The reality is very much otherwise. Recent survey data compiled by the Pew Research Foundation finds that many more Americans get news by means other than social media than use the latter. For example, 68% of Americans indicated they regularly get news from media websites and apps, 68% from television, and only 53% from social media sites. Among the overwhelming majority (about 96% of the total sample) who use more than one type of media to get news, 35% preferred TV, 26% preferred news websites and apps, and only 11% said they preferred social media. The same study also found that, on average, Americans trust news from social media sources less than that from television and news websites.
What is true of news is also true of opinion and commentary about political and social issues in the news. Most TV news channels, media websites, and other similar information sources carry extensive commentary and opinion pieces. And, of course, they routinely print and broadcast statements by politicians, activists, and other public figures.
To the extent we are specifically concerned with access for conservative viewpoints, there are large right of center players in both TV media and online news and opinion.
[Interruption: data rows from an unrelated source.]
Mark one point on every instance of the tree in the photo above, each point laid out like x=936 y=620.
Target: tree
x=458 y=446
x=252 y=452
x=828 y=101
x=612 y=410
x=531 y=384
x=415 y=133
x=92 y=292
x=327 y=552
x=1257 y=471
These include such major outlets as Fox News, the Wall Street Journal editorial page, the Washington Times, the New York Post, and others….
Other rationales for imposing common carrier rules on social media firms are even weaker than the monopoly theory. For example, Eugene Volokh and others cite analogies to telephone lines or mail carriers. Most people wouldn’t want phone companies to bar calls by those whose ideologies they disapprove of.
But such analogies are misplaced. With rare exceptions, phone calls and letters only reach a small, specifically intended audience….. By contrast, the whole point of most political discourse on social media is the ability to reach a large audience all at once. But an information product that reaches a large audience simultaneously usually works better if it has at least some moderation rules, and other constraints that enable consumers to find the material they want, while avoiding harassment, offense, and other things that make the experience annoying, unpleasant, or simply a waste of time.
For that reason, moderation rules and content restrictions are crucial for social media, in a way that is rarely, if ever, true for phone lines or mail delivery services….
[E]ven if social media platforms sometimes adopt flawed rules, the fact remains that such rules are often a valuable part of the product they provide. And it is far better for the quality… of such rules to be determined by competition in the market than by one-size-fits-all government mandates—or by a common carrier mandate imposing a near-total ban on such rules….
Perhaps the problem is not that social media giants monopolize any audience in some economic sense, but that they have too much influence over political discourse relative to some egalitarian baseline. Why should Mark Zuckerberg’s views have any more clout than those of the average American? But we can make exactly the same argument for the owners and editors of Fox News, the New York Times, and any other outlet with a large audience. They too have vastly more influence over public discourse than the average American does….
Giving government a free hand to impose common carrier restrictions on any website or media outlet that “monopolizes” a particular audience or otherwise has “too much” influence is a power that can and will be abused. Call it “common carrier creep!”